A large amount of evidence have indicated that exosomal circRNAs could act as ceRNA molecules or efficient miRNA sponges to regulate miRNA-targeted gene expression, transcription and protein synthesis [33–35]. The circRNAs may have many miRNA binding sites that competitively bind to miRNAs, and then alleviate the inhibitory effects of miRNAs on target molecules [21]. In our study, through circRNA/miRNA interactions analysis, we found that most of the exosomal circRNAs harbored miRNA binding sites, and some miRNAs were associated with PE. For example, miR-17-3p, miR-197, miR-424, miR-431 and miR-483 were reported to be aberrantly expressed in preeclamptic placenta [36–40]. miR-17-3p and miR-424-5p were matched with circ_0077260, which was verified to up-regulated in the umbilical cord blood exosomes of PE patients; miR-197-5p and miR-431-5p potentially binds to down-regulated circ_0076206; whereas miR-424-5p and miR-483-3p potentially matched with up-regulated circ_0090100. Specifically, exosomal miR-486-1-5p and miR-486-2-5p were reported to be up-regulated in PE pregnancy compared with normal pregnancy [41]. And miR-486-5p was matched with down-regulated circ_0076206. In addtion, miR-885-5p was increased in plasma from PE patients compared with healthy pregnant women, and it was released into circulation mainly inside exosomes [42], whereas miR-885-5p potentially matched with up-regulated circ_0077260. Therefore, we speculate that the role of exosomal circRNAs in PE development may be related to miRNA-mediated effects. The underlying mechanism of the circRNA-miRNA-target gene interaction in PE is worthy of further study.

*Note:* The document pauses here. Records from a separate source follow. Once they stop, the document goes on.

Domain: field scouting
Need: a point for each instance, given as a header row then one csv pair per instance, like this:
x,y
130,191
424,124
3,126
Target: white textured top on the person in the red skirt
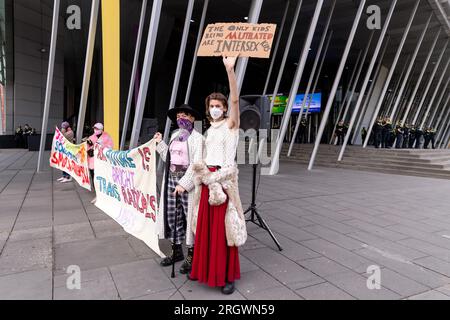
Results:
x,y
221,144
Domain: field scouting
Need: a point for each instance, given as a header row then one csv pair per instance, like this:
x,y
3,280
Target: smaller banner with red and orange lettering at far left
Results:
x,y
71,158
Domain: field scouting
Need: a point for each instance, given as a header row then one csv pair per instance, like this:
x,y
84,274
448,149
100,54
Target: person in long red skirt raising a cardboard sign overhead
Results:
x,y
215,262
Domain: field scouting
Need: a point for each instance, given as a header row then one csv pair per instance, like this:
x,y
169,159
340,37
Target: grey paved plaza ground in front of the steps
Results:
x,y
333,224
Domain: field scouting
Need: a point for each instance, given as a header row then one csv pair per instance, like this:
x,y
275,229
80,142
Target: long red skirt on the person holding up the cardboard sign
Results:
x,y
214,263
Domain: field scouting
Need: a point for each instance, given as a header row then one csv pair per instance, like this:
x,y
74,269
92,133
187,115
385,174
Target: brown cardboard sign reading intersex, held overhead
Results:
x,y
231,39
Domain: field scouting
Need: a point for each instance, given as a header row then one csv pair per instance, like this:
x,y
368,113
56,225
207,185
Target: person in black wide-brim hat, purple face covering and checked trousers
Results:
x,y
184,150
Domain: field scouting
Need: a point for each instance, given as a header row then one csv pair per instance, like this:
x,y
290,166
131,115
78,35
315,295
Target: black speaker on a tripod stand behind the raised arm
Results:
x,y
254,112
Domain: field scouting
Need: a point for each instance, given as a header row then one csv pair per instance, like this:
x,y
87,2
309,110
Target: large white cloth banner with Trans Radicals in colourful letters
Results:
x,y
125,184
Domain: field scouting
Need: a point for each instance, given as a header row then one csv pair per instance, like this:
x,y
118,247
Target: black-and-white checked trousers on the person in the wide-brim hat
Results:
x,y
180,211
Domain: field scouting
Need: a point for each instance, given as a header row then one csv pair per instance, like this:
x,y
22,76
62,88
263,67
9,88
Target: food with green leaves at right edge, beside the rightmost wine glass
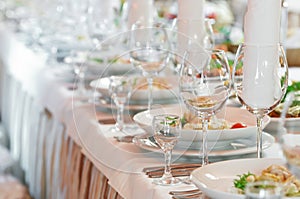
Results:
x,y
294,109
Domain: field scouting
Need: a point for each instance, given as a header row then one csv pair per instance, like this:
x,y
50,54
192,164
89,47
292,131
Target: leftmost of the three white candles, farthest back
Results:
x,y
140,10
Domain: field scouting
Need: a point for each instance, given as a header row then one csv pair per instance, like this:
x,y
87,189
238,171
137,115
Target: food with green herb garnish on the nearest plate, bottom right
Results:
x,y
274,173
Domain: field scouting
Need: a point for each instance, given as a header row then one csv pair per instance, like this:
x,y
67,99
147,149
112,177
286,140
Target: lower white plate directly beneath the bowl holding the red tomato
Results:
x,y
248,146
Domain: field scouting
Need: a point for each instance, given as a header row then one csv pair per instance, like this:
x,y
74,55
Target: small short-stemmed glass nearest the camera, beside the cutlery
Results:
x,y
166,131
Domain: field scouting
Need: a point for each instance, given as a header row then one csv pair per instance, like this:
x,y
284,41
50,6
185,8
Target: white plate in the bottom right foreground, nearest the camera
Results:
x,y
216,179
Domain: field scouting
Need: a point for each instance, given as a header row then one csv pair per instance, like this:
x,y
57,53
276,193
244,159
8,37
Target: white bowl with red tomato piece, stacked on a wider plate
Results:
x,y
231,114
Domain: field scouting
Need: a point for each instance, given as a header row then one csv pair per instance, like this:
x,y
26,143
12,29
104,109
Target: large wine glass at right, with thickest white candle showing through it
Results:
x,y
260,78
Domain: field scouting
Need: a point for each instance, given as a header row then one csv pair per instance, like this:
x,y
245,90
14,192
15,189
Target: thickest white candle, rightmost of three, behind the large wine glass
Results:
x,y
262,34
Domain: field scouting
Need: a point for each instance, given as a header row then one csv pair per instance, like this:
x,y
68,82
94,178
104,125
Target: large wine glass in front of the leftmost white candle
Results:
x,y
149,51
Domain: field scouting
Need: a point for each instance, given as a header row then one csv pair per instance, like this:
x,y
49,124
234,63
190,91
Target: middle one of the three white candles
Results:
x,y
190,24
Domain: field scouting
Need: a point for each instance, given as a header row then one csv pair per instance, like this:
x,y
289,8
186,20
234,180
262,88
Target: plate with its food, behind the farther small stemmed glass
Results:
x,y
164,89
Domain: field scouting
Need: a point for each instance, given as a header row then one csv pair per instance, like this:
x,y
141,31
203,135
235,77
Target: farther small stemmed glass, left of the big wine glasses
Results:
x,y
120,89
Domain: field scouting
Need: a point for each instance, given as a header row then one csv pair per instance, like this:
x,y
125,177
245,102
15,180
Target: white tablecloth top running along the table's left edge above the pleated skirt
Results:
x,y
121,163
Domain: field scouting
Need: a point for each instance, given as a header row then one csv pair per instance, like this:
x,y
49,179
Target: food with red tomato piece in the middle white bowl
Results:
x,y
192,122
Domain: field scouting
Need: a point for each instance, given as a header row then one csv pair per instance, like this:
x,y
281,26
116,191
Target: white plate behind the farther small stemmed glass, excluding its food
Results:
x,y
140,96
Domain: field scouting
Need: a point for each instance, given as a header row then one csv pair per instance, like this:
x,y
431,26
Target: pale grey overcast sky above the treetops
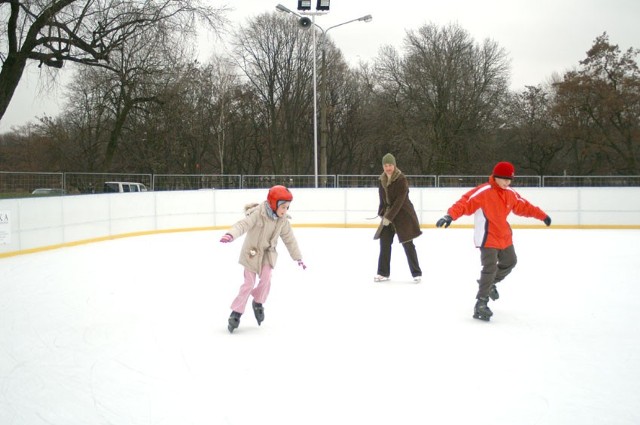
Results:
x,y
541,38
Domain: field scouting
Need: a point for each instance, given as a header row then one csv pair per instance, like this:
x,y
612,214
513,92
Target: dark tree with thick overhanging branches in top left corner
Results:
x,y
86,32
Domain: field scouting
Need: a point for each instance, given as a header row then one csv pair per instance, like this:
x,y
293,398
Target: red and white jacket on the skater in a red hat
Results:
x,y
491,205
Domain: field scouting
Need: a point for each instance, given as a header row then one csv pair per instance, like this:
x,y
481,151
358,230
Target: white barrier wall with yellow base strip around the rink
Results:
x,y
33,224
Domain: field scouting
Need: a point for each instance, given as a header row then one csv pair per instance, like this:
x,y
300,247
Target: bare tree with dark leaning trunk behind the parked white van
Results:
x,y
103,111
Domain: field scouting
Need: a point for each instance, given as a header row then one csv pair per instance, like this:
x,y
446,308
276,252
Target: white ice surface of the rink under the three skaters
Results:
x,y
133,331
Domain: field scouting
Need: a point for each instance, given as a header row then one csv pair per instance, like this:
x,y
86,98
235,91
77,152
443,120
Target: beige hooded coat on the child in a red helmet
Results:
x,y
263,232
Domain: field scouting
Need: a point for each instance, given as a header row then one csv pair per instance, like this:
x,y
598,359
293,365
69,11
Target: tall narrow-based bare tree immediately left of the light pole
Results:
x,y
276,57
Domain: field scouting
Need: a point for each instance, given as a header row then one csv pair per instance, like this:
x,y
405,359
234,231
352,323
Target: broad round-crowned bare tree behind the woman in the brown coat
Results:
x,y
444,91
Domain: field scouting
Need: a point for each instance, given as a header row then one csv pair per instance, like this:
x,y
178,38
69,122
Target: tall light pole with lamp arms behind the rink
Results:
x,y
307,23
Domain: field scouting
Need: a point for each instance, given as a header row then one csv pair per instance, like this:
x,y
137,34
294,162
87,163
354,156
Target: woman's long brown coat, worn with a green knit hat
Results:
x,y
396,206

In summary, our study firstly showed that exosomal circRNAs are aberrantly expressed in the umbilical cord blood of PE patients. Bioinformatics analysis further predicted the potential effects of these differentially expressed circRNAs and their interactions with miRNAs, highlighting the importance of exosomal circRNAs in the pathogenesis of PE and providing a basis for further studies on function and mechanism of exosomal circRNAs in PE development.